Follow the instructions here.  They had a deadline of 10th November, but they are unlikely to  ignore any submissions as I doubt that they will get many.






						CCPC to carry out a Phase 2 Investigation of BoI's deal with KBC
					

https://www.ccpc.ie/business/ccpc-to-carry-out-a-phase-2-investigation-of-bank-of-irelands-proposed-acquisition-of-certain-assets-and-liabilities-of-kbc/  CCPC to carry out a Phase 2 investigation of Bank of Ireland’s proposed acquisition of certain assets and liabilities of KBC OCTOBER 20, 2021...



					www.askaboutmoney.com
				




If a few customers of KBC make submissions, it will make the point to the CCPC that this is not a theoretical issue.

Brendan


----------



## Stitcher (22 Nov 2021)

I have just written to them as a KBC mortgage and current account holder.


----------



## Tobyboy (22 Nov 2021)

I called KBC who told me there is an understanding with BOI that the current account discount would be kept in place with having a BOI current account. Then they said there may be no obligation on them and they can change their minds after the transfer. 
There is nothing in the fixed contract saying they will have to, as it refers to a 'KBC' current account, which will no longer be possible. 

**The more of us that make submissions on this the better...**


----------



## Tobyboy (23 Nov 2021)

KBC CS told me yesterday at the moment there is an 'understanding' in place with BOI that they will maintain the current account discount upon transfer. He acknowledged however there is no obligation on them after that. That's worrying. There is nothing in the fixed term agreement to protect it.

We must all make submission to Brendans link above.


----------



## Dazzler123 (23 Nov 2021)

My understanding is that the 0.2% current account discount is an arrangement only introduced from 2014 when they were trying to entice current account customers in.  Its not part of you mortgage terms and conditions and i do not believe there is any contractual entitlement to it.


----------



## Tobyboy (24 Nov 2021)

I have made a detailed submission on this as well to Mergers@ccpc.ie

Hope other KBC Mortgage customers do so as well.


----------



## faketales (28 Dec 2021)

Dazzler123 said:


> My understanding is that the 0.2% current account discount is an arrangement only introduced from 2014 when they were trying to entice current account customers in.  Its not part of you mortgage terms and conditions and i do not believe there is any contractual entitlement to it.

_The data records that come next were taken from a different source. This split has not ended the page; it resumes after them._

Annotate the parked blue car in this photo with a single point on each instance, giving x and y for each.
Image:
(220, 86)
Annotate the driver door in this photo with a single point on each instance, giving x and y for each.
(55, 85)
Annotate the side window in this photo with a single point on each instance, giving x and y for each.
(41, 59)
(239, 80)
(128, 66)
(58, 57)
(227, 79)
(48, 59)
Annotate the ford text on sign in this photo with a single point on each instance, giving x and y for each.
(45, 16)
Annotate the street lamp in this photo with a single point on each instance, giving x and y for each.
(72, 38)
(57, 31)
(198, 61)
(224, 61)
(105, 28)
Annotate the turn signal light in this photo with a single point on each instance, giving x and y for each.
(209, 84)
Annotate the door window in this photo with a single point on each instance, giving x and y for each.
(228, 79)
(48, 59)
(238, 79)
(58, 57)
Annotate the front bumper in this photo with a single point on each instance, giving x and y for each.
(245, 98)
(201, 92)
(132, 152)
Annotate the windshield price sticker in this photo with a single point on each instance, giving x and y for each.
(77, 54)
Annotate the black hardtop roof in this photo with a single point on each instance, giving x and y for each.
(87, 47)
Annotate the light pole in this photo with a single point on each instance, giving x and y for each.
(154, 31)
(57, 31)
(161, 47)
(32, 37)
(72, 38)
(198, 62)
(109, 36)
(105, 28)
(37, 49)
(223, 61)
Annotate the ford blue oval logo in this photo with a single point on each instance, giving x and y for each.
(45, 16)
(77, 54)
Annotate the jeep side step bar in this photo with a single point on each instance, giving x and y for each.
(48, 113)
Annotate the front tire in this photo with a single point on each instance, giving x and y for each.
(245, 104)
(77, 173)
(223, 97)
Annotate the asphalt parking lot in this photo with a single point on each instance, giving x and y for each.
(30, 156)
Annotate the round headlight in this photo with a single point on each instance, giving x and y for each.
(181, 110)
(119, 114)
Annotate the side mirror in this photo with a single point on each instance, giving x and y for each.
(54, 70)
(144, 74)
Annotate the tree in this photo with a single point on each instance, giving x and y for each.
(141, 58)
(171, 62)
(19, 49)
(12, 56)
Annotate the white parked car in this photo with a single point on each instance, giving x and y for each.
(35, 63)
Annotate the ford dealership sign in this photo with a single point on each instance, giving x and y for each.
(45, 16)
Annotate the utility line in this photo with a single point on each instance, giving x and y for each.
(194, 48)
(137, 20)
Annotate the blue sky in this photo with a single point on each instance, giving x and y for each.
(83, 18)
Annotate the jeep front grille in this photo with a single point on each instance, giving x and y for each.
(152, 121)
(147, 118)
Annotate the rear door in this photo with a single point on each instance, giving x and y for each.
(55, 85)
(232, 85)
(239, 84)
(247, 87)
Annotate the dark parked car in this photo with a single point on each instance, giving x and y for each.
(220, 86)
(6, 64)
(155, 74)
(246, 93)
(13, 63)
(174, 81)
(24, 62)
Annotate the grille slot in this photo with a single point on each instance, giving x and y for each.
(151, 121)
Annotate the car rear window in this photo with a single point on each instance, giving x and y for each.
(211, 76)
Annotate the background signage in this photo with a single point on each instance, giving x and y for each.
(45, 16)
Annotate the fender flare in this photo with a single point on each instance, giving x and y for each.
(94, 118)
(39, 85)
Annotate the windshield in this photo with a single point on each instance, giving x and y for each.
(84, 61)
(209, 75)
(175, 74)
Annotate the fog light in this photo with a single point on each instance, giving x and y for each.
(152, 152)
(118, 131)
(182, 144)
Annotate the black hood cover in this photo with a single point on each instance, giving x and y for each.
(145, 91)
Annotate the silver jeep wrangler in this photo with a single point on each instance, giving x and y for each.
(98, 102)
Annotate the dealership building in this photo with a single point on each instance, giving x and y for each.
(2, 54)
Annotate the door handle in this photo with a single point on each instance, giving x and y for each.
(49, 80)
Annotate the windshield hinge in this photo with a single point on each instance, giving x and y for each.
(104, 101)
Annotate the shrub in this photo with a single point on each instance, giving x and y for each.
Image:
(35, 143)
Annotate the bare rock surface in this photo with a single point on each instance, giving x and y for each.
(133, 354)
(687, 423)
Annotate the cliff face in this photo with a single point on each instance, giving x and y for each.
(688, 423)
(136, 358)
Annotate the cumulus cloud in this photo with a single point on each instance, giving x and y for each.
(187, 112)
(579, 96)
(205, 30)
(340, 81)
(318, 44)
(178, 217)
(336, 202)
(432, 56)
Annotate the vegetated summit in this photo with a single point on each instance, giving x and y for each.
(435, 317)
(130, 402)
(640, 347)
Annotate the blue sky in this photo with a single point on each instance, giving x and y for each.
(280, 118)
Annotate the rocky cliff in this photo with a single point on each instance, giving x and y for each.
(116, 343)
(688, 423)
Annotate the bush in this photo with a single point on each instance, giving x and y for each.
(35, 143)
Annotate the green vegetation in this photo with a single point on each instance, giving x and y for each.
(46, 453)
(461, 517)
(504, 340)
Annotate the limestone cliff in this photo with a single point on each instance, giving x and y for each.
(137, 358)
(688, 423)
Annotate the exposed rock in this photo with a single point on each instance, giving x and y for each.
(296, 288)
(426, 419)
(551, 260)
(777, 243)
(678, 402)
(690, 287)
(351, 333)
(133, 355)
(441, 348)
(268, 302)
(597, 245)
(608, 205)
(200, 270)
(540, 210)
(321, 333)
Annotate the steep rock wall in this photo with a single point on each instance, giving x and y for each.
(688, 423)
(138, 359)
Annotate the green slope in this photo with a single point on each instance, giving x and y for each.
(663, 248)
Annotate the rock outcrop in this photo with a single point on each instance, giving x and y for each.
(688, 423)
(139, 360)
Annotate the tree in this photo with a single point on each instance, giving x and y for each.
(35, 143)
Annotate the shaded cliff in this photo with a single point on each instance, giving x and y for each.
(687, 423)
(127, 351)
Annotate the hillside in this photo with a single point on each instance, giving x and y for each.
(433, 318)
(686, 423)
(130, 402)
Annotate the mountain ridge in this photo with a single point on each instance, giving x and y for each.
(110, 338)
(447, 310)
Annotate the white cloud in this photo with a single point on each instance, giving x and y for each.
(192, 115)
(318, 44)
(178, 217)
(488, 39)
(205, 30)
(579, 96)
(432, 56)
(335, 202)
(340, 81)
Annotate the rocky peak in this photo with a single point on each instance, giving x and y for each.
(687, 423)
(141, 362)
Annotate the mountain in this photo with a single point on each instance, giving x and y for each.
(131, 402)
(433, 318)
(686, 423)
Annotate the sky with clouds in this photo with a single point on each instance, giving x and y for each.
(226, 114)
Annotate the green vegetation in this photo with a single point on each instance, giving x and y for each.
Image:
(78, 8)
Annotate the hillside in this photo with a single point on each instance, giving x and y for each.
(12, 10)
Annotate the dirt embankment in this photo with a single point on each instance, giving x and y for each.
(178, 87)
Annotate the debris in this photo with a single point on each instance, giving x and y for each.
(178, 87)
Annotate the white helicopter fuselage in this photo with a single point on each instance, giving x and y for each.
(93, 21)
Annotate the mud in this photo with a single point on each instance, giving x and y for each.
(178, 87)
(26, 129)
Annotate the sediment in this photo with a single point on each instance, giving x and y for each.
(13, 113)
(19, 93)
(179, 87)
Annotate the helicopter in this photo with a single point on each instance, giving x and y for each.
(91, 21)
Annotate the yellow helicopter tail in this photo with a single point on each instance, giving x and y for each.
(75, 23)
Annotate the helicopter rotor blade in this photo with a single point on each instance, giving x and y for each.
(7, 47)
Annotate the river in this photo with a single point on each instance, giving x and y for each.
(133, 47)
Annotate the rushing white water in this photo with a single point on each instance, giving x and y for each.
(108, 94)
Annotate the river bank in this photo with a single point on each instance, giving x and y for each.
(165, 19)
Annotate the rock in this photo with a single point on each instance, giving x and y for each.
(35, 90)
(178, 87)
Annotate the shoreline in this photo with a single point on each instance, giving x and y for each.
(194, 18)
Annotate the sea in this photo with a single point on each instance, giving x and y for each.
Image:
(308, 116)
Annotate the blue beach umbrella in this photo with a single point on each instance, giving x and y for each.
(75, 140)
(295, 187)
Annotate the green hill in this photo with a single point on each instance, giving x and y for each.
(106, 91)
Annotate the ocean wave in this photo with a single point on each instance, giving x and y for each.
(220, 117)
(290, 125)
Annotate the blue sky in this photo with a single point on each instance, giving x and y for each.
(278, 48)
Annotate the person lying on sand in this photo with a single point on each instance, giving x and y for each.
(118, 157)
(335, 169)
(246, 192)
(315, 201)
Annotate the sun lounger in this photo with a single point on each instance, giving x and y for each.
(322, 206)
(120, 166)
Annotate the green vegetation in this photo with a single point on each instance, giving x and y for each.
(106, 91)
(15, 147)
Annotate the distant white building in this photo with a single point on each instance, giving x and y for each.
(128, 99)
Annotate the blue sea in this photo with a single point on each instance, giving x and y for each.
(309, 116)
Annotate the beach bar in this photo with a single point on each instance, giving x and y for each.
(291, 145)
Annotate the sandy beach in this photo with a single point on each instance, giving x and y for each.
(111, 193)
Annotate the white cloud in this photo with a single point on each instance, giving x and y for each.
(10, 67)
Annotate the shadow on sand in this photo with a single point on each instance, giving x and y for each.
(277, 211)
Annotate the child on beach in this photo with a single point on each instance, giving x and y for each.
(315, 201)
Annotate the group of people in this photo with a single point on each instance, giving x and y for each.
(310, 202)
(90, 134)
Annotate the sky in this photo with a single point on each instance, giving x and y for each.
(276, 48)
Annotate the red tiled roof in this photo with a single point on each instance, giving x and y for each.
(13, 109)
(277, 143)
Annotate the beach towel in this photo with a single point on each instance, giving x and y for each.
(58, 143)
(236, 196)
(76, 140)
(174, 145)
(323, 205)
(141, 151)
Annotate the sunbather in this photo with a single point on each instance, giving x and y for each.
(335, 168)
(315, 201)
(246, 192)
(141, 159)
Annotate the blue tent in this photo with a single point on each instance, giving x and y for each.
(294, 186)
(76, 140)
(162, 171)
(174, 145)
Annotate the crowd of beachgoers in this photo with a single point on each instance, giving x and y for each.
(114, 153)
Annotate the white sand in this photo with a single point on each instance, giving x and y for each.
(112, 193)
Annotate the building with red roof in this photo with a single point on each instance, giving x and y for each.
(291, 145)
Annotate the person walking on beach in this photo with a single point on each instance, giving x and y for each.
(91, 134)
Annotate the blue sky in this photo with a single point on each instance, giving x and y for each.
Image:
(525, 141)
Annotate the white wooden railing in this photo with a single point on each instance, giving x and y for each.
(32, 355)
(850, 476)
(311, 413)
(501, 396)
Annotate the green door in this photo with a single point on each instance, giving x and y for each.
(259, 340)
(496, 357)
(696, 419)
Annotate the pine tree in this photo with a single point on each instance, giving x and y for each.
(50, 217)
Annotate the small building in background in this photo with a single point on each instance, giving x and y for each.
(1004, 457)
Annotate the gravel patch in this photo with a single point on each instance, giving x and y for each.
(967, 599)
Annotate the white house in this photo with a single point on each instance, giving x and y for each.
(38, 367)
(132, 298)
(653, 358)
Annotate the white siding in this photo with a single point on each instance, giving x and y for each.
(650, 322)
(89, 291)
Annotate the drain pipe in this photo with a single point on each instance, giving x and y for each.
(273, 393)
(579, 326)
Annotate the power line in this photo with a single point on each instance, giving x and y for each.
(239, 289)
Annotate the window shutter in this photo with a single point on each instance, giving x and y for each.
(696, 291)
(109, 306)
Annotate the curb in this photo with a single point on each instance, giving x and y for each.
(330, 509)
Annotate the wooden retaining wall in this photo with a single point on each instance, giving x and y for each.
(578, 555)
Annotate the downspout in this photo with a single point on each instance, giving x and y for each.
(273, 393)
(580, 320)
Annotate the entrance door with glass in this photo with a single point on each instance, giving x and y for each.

My offer from KBC in 2021 states the below. It seems the lender may withdraw with one months notice. This wouldn't have been a great move for KBC but much easier for BOI to do.



> The rate of interest specified in the Particulars of Advance is the current account mortgage rate for that particular category of LTV
> Loan as specified in No 18 of the Additional Particulars of Advance (the "Current Account Mortgage Rate").AvailabilityThe
> availability of the Current Account Mortgage Rate is conditional on and subject to the Lender being satisfied that the following
> conditions have been complied with and the documents referred to herein are received in a form and content satisfactory to the Lender
> in its absolute discretion:





> (i) That the purpose of the Loan is to finance the purchase of a residential property which is to be used as the
> principal private residence of the Borrower.(ii) That prior to the drawdown of the Loan, the Borrower has opened a
> current account with the Lender (the "Current Account"); (iii)
> (a) If the Borrower is employed, that the Borrower's salary has been mandated to the Current Account and a
> ...





> WithdrawalThe Lender reserves the right to withdraw the Current Account Mortgage Rate at any time prior to the drawdown of the
> Loan. Where the Lender withdraws the Current Account Mortgage Rate prior to drawdown, the Lender's prevailing New Business Rate
> for that category of Loan will apply.The Lender further reserves the right to withdraw the Current Account Mortgage Rate after the
> occurrence of any of the following events on the provision of 30 days notice in accordance with the notice provisions of the General
> Home Loan Conditions :





> (i) on the closure of the Borrower's Current Account.(ii) if the Borrower ceases to mandate their salary to the
> Current Account; or If the Borrower ceases to maintain the payment of a monthly amount to the Current Account
> that is at least(iii) equal to the monthly mortgage repayment. If the Borrower cancels the direct debit drawn on the
> Current Account; and(iv) if the Property ceases to be the principal private residence of the Borrower.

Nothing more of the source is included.